Is it even worth suggesting things like nachos, chips and salsa? Presumably you know about them. Anything which goes well with (hot) salsa. The more jalapeno you sell, the more beer. You may want to look for something extremely hot -- something you want to warn your customers about before selling. "Atomic Buffalo Wings" or the like. Ultra spicy gets to be a sort of game, especially for young men. If you think jalapenos mean better beer sales, meat the habanero. El habanero he is your buen amigo.
Hot dogs and/or gourmet sauages -- May be held hot in beer, onions and peppers in a crockpot. They are even good. Of course this would mean managing a bun and mustard service as well. Up to it? Sausage is an area where it's pretty easy to actually do good food and get creative with almost no equipment. If you're the kind of place that sells micro-brews and want to really get nuts, there are a $#@!load of custom makers in Huston. Hmmm. Beer and sausage. We might be on to something.

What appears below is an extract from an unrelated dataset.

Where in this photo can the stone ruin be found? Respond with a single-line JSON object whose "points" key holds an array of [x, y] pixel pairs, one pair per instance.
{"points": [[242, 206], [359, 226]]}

You should look at the variety of little dishes that are "tapas." Rather than me listing a hundred dishes off the top of my head, you can use teh google. Anything pickled or oil soaked will do. I'm not sure how much pulpo (octopus) en escabeche you can sell, but it does goes well with beer. An easier sell might be almonds fried in oil (on the same day, it doesn't have to be on site), or cheese (cut in appropriate pieces) and bread. Yoy may or may not find anything which tickles your fancy as appropriate for your venue, but you'll learn a lot about what may be profitiably put on a plate in a bar setting.
Pickled anything is good. Big jars of pickled eggs, pigs feet, etc. up on the counter look very cool -- even if you don't sell a lot of eggs, you sell atmosphere.
If you're going to offer crudites of any sort, sell them with dip. Otherwise they're too refreshing and will cut into beer sales.
Many things are available pre-prepared or may be prepared off premises, and held at room temperature before service. The only equipment you need to add is a paper plate and a napkin.
It's important to have things women can eat without wrecking their lipstick or getting their fingers greasy. It's important to have at least a few non-meat items. True even in Texas.